The Daring Landscape of Probability Distribution Functions

Once you start venturing past the safe havens of the normal distribution, things can start looking scary quickly. To try to grant you safe passage, this post will provide a coarse map of the distribution landscape which can be obtained from Wikipedia.

It will attempt to do so by creating a network of probabilistic distributions where each node corresponds to such a distribution and an edge is drawn from one node to another if they are “related”. As a heuristic for determining whether distribution \(D_1\) is related to \(D_2\) we take the binary observation whether \(D_2\) is mentioned in the summary of \(D_1\) on Wikipedia.

[1]:

import re

import pandas as pd

import requests
import wikipediaapi
from bs4 import BeautifulSoup

import graphviz
import networkx as nx

import seaborn as sns

from tqdm.auto import tqdm

[2]:

DISTRIBUTION_BLACKLIST = [
    'probability distribution',
    'continuous probability distribution',
    'discrete probability distribution',
]

Obtaining distribution associations from Wikipedia

To create the distribution map, we first obtain the list of all “known” probability distributions from Wikipedia.

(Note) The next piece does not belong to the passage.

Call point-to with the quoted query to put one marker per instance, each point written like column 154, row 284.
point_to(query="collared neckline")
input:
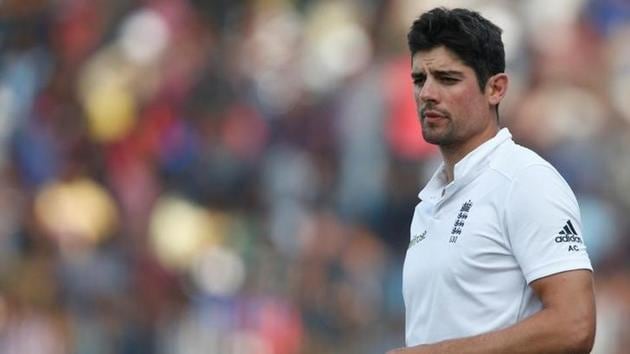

Subsequently, we link distributions if they mention each other in their respective article summaries.

The wikipedia-api Python package sadly does not allow to extract hyperlinks from the summary of an article only. This leads to many false positives as very often a whole bunch of not quite directly related distributions are mentioned in the appendix of an article. In particular, the link property of a page object returns links from the whole page, and the summary property strips away the metainformation of what is a link and what is not.

So we have to write our own custom crawler instead.

[3]:

wiki = wikipediaapi.Wikipedia('en', extract_format=wikipediaapi.ExtractFormat.HTML)

[4]:

def get_related_distributions(distribution_name, verbose=False):
    if verbose:
        print(f'=== {distribution_name} ===')

    # retrieve page source
    page = wiki.page(distribution_name)
    if not page.exists():
        return []

    resp = requests.get(page.fullurl)
    soup = BeautifulSoup(resp.text, 'html.parser')

    # find main content
    res = soup.find_all('div', attrs={'class': 'mw-parser-output'})
    assert len(res) == 1
    main_content = res[0]

    # extract links in summary
    link_set = set()
    have_observed_table = False
    for child in main_content.children:
        if verbose:
            print(child)
            print('-' * 80)

        if child.name == 'table':
            # this makes sure we don't break immediately if the first child is a div (e.g. containing "For other uses, see [...]")
            have_observed_table = True
        if child.name == 'p':
            tmp = [
                link.attrs['title'].lower()
                for link in child.find_all('a')
                if 'title' in link.attrs
                and link.attrs['title'].lower().endswith('distribution')
            ]
            link_set.update(tmp)
        if child.name == 'div' and have_observed_table:
            break

    return sorted(link_set)

[5]:

# at a later point we might be interested in obtaining detailed information about each distribution
# unfortunately, many math notation blocks are images and not text...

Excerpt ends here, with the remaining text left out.